The Davison family's eight children provide 1-3 minute videos explaining or exploring the Bible and other themes relevant to the Advent journey.  We usually put them on once everyone's seated for lunch.  Again, it's a quick bite that can nourish all of our souls throughout the school day.

Lastly, we like to pray the "St. Andrew Christmas Novena" (you can read about it here) 15 times a day, but we break it up into more manageable recitations by praying it five times in a row, three times a day.

None of these practices is difficult nor time-consuming, but we find that consistency is our downfall.  Even though sometimes the variations in our daily schedule are unavoidable, I'm hoping this year to manage it better and be mindful of returning to our spiritual center throughout the day.

Happily, when I do, things always seem to run better!

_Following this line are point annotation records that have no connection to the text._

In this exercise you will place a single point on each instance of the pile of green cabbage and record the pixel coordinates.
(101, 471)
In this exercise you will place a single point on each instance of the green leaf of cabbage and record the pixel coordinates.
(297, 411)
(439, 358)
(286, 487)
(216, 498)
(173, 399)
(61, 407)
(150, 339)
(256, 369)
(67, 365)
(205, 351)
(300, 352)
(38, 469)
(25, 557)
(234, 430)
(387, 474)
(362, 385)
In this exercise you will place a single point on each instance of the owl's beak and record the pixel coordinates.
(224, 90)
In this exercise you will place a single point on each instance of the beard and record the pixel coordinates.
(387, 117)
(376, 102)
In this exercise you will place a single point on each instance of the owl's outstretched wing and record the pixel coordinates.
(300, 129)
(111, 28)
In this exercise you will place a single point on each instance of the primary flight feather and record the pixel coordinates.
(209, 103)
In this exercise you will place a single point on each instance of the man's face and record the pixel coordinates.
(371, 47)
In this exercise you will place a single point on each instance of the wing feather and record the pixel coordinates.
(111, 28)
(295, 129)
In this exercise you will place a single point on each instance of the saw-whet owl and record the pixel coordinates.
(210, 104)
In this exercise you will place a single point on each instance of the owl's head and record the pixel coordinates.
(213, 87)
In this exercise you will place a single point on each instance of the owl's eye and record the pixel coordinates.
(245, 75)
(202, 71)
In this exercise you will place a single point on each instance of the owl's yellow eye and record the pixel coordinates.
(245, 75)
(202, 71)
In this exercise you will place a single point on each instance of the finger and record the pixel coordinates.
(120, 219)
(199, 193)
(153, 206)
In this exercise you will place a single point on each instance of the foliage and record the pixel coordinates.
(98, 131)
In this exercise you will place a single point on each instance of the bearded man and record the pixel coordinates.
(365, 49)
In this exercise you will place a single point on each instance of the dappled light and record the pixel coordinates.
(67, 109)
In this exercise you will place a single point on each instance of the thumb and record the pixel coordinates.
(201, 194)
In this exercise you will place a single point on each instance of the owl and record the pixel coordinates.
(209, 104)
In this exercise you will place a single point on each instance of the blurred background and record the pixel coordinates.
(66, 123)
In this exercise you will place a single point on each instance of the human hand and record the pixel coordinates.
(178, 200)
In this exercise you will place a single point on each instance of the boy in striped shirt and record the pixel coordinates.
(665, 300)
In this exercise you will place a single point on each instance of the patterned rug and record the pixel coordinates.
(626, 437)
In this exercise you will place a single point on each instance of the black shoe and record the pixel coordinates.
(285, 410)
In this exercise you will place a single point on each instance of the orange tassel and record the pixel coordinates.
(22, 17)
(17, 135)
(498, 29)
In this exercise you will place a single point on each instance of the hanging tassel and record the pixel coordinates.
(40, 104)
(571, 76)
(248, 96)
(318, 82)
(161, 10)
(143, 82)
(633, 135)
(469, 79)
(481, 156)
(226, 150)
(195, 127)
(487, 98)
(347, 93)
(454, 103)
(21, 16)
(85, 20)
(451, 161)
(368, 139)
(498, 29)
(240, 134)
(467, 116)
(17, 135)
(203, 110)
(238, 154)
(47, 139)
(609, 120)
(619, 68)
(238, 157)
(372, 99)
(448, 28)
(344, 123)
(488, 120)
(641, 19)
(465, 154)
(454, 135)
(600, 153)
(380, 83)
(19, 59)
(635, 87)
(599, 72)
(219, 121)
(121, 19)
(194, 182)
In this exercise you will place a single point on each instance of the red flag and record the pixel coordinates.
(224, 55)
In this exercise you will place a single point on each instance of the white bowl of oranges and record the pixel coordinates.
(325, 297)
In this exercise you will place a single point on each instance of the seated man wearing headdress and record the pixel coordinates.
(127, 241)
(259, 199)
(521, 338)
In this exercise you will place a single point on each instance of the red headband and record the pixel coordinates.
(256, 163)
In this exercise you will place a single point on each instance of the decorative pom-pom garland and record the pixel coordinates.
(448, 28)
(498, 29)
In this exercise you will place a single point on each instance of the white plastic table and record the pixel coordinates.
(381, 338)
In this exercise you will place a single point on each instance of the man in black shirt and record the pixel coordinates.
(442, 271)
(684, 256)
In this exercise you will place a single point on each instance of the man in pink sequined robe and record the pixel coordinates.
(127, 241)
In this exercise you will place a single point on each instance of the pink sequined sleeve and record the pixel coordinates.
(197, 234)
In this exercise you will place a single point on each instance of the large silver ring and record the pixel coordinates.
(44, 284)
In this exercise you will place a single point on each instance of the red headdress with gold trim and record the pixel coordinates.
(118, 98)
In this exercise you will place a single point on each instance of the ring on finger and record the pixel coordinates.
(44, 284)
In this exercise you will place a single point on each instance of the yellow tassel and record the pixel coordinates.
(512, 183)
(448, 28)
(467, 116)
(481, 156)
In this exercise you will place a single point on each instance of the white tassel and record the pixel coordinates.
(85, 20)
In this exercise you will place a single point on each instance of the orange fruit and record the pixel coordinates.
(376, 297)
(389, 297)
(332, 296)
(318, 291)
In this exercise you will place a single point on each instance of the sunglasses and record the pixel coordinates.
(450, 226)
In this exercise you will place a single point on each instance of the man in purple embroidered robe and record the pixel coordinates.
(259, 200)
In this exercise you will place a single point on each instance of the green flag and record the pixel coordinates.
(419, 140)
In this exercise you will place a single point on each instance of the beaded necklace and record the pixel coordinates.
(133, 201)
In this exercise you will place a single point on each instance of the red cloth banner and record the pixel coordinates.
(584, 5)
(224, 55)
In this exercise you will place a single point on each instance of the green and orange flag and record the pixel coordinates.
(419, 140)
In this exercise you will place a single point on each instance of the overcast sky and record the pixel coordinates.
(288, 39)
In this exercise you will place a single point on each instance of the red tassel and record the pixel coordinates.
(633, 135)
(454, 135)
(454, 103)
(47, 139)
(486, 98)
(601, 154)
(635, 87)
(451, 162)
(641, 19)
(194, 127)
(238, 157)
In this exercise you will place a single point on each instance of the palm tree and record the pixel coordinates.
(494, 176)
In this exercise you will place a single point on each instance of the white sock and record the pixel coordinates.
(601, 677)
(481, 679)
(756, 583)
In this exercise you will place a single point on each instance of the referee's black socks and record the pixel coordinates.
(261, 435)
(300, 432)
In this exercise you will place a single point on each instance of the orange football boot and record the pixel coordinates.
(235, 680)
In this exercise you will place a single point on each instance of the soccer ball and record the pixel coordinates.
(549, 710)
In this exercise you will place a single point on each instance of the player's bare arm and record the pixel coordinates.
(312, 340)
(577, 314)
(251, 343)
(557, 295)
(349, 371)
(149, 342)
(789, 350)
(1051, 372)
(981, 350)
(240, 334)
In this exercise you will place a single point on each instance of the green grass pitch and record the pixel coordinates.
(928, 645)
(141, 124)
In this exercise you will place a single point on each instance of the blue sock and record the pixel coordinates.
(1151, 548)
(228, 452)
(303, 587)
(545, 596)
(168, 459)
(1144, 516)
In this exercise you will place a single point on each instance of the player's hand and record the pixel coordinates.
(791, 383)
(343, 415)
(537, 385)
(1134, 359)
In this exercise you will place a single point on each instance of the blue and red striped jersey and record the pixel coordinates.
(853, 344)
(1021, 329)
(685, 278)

So Happy New Year!  Decide what's right for your family.  Dust off those New Year's resolutions and utilize the abundant graces of Advent to help you really make a difference in your interior preparations for the coming of the Christ Child!  And if you're reading this blog, be assured that our family will be praying for yours!

Thank you!

December 1, 2013

Finding Peace with the Prince of Peace

 A friend recently posted a request for prayers, as her homeschool responsibilities and Christmas preparations had been cast aside by her son's unexpected admission to the hospital.  As a faithful Catholic, she immediately rejoiced in having time for her and her son to be together in Advent prayer and reading Jotham's Journey.  But, understandably, she nevertheless was a little disappointed that certain school and holiday tasks at home just would have to be left undone this year.

As a compulsive list-maker and cookie-baker myself, I completely understood her frustration with not being able to "accomplish" or "do" the things she wanted to achieve, in order to prepare her family for Christmas.

But, let's also be practical here:

Schoolwork always will be there, whether you do it today or tomorrow or ten months from now.  Your child's good health might not be.  See to him, see to your souls, and see to the internal preparations that God wants you to make this Advent.  Remember, the Bible doesn't say that Mary baked the shepherds some cookies and sent out The First Christmas Cards (that would be Jesus's Shutterfly, photocard, birth announcement).

But it DOES say that she treasured all these things in her heart.

We all should do the same.

I've often found that when God allows all my plans to go completely awry, it's because I was facing in the wrong direction.  Turn your face toward Him, trust in His guidance and Will, and know the inner peace of the Christ Child, the Prince of Peace!